DTA cautions public service ChatGPT use without policy

Brandon How

The use of ChatGPT in the public service is not being encouraged by the Digital Transformation Agency, although it is supportive of experimentation using generative AI technologies to explore use-cases as the digital agency continues development of formal AI guidelines.

The agency’s chief executive Chris Fechner noted that there was currently “no formal Commonwealth policy related to generative AI technologies like ChatGPT at this time”.

He also acknowledged that public servants would want to experiment with the technology and has advised they follow the DTA’s “initial (beta) AI guidance” published last year through its Australian Government Architecture (AGA).

The voluntary guidance is supposed to support government agencies exploring use of AI and associated technologies, as well as providing advice to the private sector on expectations for public-sector use of AI technologies.

“The DTA’s view is that without an evaluation of the algorithms, training data and validations that produce such AI results, using generative AI technologies for delivery of services or making decisions should not be supported. However, experimentation using generative AI technologies within the APS to help generate use-cases should not be discouraged,” Mr Fechner said.

“Use of generative AI technologies or other similar AI capabilities in government for policy, decisions or service delivery must be assessed and evaluated. This includes establishing the appropriate governance, consultation, transparency, contestability, validation and other controls.”

In an initial response to InnovationAus.com that was subsequently retracted, Mr Fechner said that “the DTA would not support the use of ChatGPT in the execution of public-sector business or in generating public-sector white papers, as the algorithms, training data and validations have not been tested for this use”.

The development of guidelines aimed to “ensure appropriate risk management and governance mechanisms are in place to support safe and secure AI solutions, provide a structure for consistent application of the technologies, and provide the guardrails to achieve efficiencies and reduce duplication”.

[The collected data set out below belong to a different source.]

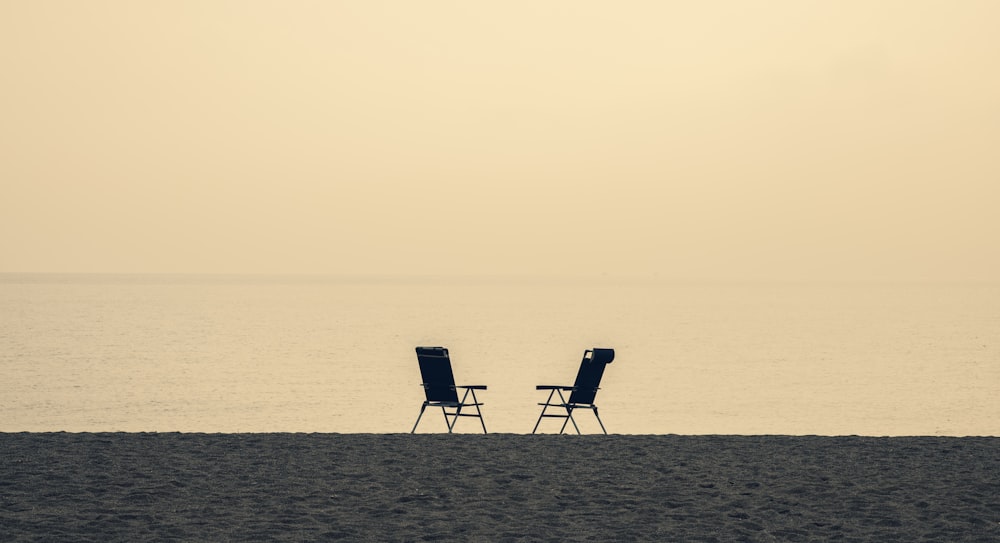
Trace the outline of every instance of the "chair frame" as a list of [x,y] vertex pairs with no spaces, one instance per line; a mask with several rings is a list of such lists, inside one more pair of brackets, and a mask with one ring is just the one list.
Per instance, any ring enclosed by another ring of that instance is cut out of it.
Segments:
[[[452,433],[452,429],[455,428],[455,423],[458,422],[458,417],[477,417],[479,419],[479,423],[483,426],[483,433],[484,434],[487,433],[486,432],[486,423],[483,422],[483,412],[479,410],[479,406],[480,405],[485,405],[485,404],[481,403],[479,401],[479,399],[476,398],[476,391],[477,390],[486,390],[486,385],[470,385],[470,386],[455,385],[454,388],[455,389],[459,389],[459,388],[465,389],[465,394],[462,395],[462,400],[458,401],[458,402],[434,402],[434,401],[430,401],[430,400],[424,400],[423,405],[420,406],[420,414],[417,415],[417,422],[413,423],[413,429],[410,430],[411,434],[417,431],[417,425],[420,424],[420,418],[424,416],[424,410],[427,409],[428,407],[440,407],[441,408],[441,413],[444,414],[444,423],[446,425],[448,425],[448,433],[449,434]],[[470,394],[472,395],[472,402],[471,403],[469,403],[469,402],[466,401],[469,398]],[[462,413],[462,408],[463,407],[475,407],[476,408],[476,412],[475,412],[475,414],[473,414],[473,413]],[[454,409],[454,411],[451,412],[451,413],[449,413],[448,412],[448,408],[452,408],[452,409]],[[449,417],[451,417],[450,420],[449,420]]]
[[[566,401],[566,397],[563,396],[563,391],[570,391],[571,392],[571,391],[577,390],[576,387],[566,387],[566,386],[559,386],[559,385],[538,385],[538,386],[535,387],[535,390],[549,390],[551,392],[549,392],[549,397],[545,400],[545,403],[538,404],[538,405],[541,405],[541,406],[544,406],[544,407],[542,407],[542,414],[538,415],[538,420],[535,422],[535,428],[533,430],[531,430],[531,433],[535,433],[536,431],[538,431],[538,425],[541,424],[543,418],[552,417],[552,418],[566,419],[566,420],[563,421],[562,427],[559,428],[559,433],[560,434],[563,433],[566,430],[566,424],[572,422],[573,423],[573,428],[576,429],[577,435],[580,435],[580,427],[576,425],[576,419],[573,418],[573,410],[574,409],[590,409],[590,410],[592,410],[594,412],[594,416],[597,417],[597,424],[601,425],[601,431],[604,432],[604,435],[608,435],[608,431],[604,428],[604,423],[601,422],[601,416],[597,414],[597,406],[596,405],[594,405],[594,404],[576,404],[576,403],[569,403],[569,402]],[[552,396],[554,396],[556,394],[559,394],[559,402],[553,403],[552,402]],[[562,407],[562,408],[565,408],[566,409],[566,413],[565,414],[562,414],[562,413],[558,413],[558,414],[557,413],[546,413],[545,410],[548,409],[548,408],[550,408],[550,407]]]
[[[420,356],[421,351],[425,350],[425,349],[440,349],[440,351],[443,353],[443,355],[439,355],[439,356],[442,356],[444,359],[446,359],[448,361],[448,364],[449,364],[449,371],[448,371],[448,373],[451,374],[451,370],[450,370],[451,359],[448,357],[448,349],[445,349],[444,347],[417,347],[417,356],[418,356],[418,358]],[[425,393],[427,393],[428,391],[430,391],[432,388],[438,389],[438,390],[440,390],[442,388],[441,383],[431,384],[431,383],[424,382],[424,383],[421,383],[420,386],[422,386],[424,388]],[[465,391],[465,393],[462,395],[462,399],[461,400],[458,399],[458,389],[463,389]],[[445,423],[446,426],[448,426],[448,433],[449,434],[453,433],[452,430],[455,428],[455,424],[458,423],[458,418],[459,417],[476,417],[476,418],[478,418],[479,419],[479,424],[482,425],[482,427],[483,427],[483,433],[484,434],[488,433],[486,431],[486,422],[483,420],[483,412],[479,409],[479,406],[485,405],[485,404],[482,403],[482,402],[480,402],[479,399],[476,397],[476,391],[477,390],[486,390],[486,385],[455,385],[454,384],[454,376],[452,376],[452,384],[448,384],[447,385],[447,390],[455,392],[455,394],[454,394],[455,400],[431,400],[431,399],[425,399],[424,403],[420,406],[420,414],[417,415],[417,422],[413,423],[413,429],[410,430],[410,433],[411,434],[416,433],[417,426],[420,425],[420,419],[424,416],[424,411],[428,407],[440,407],[441,408],[441,413],[444,415],[444,423]],[[468,401],[470,395],[472,396],[472,401],[471,402]],[[462,409],[466,408],[466,407],[473,407],[473,408],[475,408],[476,412],[475,413],[469,413],[469,412],[463,413]],[[451,409],[452,411],[449,411],[449,409]]]
[[[614,350],[613,349],[588,349],[588,350],[586,350],[583,353],[583,361],[580,363],[580,370],[579,370],[579,372],[577,374],[577,383],[580,382],[580,378],[584,375],[585,364],[587,364],[589,361],[593,360],[593,357],[595,356],[595,351],[597,351],[597,350],[611,351],[611,354],[610,354],[611,359],[608,360],[607,362],[603,362],[604,366],[610,364],[611,361],[614,360]],[[601,371],[600,377],[603,377],[603,371],[604,371],[603,368],[601,368],[600,371]],[[598,380],[600,379],[600,377],[598,378]],[[577,385],[574,385],[574,386],[538,385],[538,386],[536,386],[535,390],[548,390],[549,391],[549,397],[546,398],[546,400],[545,400],[544,403],[538,404],[538,405],[542,406],[542,413],[540,415],[538,415],[538,420],[535,421],[535,427],[534,427],[534,429],[531,430],[531,433],[534,434],[535,432],[538,431],[538,426],[542,423],[542,419],[543,418],[561,418],[561,419],[564,419],[564,420],[563,420],[563,423],[562,423],[562,427],[559,428],[559,433],[560,434],[562,434],[564,431],[566,431],[566,425],[568,423],[572,422],[573,423],[573,428],[576,430],[577,435],[580,435],[581,434],[580,427],[576,424],[576,419],[573,418],[573,411],[576,410],[576,409],[590,409],[591,411],[594,412],[594,417],[597,418],[597,424],[601,425],[601,431],[604,432],[604,435],[608,435],[608,430],[604,427],[604,422],[601,421],[601,416],[600,416],[600,414],[598,414],[597,405],[593,402],[593,398],[597,395],[597,391],[600,390],[600,389],[601,389],[600,387],[580,387],[580,386],[577,386]],[[590,403],[574,402],[574,401],[572,401],[573,400],[573,396],[578,391],[582,392],[582,393],[590,393],[589,394],[589,396],[591,398]],[[570,392],[570,396],[569,396],[568,400],[563,395],[563,392]],[[559,395],[559,401],[558,402],[553,402],[552,399],[557,394]],[[556,407],[556,408],[565,409],[566,413],[547,413],[546,411],[550,407]]]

Development of the AI guidance was done by “working closely and taking guidance from the Department of Industry, Science and Resources; Data61; CSIRO; and the National AI Centre”. This included “several roundtable discussions with Australian Government agencies and industry stakeholders”.

Work is ongoing at the DTA to formally include AI guidance in the Australian Government Architecture, with Mr Fechner describing it as a “rapidly changing digital and ICT landscape. The DTA actively engages with industry and academia, and welcomes their contributions and feedback”.

The beta guidelines acknowledge the opportunity to optimise business process, reduce risks of legacy impacts, increase transparency of decision making, and process “significantly larger scales of data than current capacities” allow to deliver better citizen outcomes.

Australian AI regulation is being led by the New South Wales government through its AI framework and AI committee. At the behest of the state’s Digital Government minister Victor Dominello, a bipartisan inquiry into the use of AI across the state government is expected to take place this year, telling InnovationAus.com last month “policy decisions must be well informed and evidence based”.

“The inquiry will examine the breadth of issues this evolving space presents. While AI and associated tech presents us with a wealth of opportunities, it can be used inappropriately, which is why we need expert advice on how to get a proper framework in place,” Mr Dominello told InnovationAus.com last month.

“Regardless of any regulatory or other changes that may be considered as part of the Inquiry, education will remain a powerful mechanism to inform people on how AI can be used responsibly. I foresee industry and academia playing a pivotal role here.”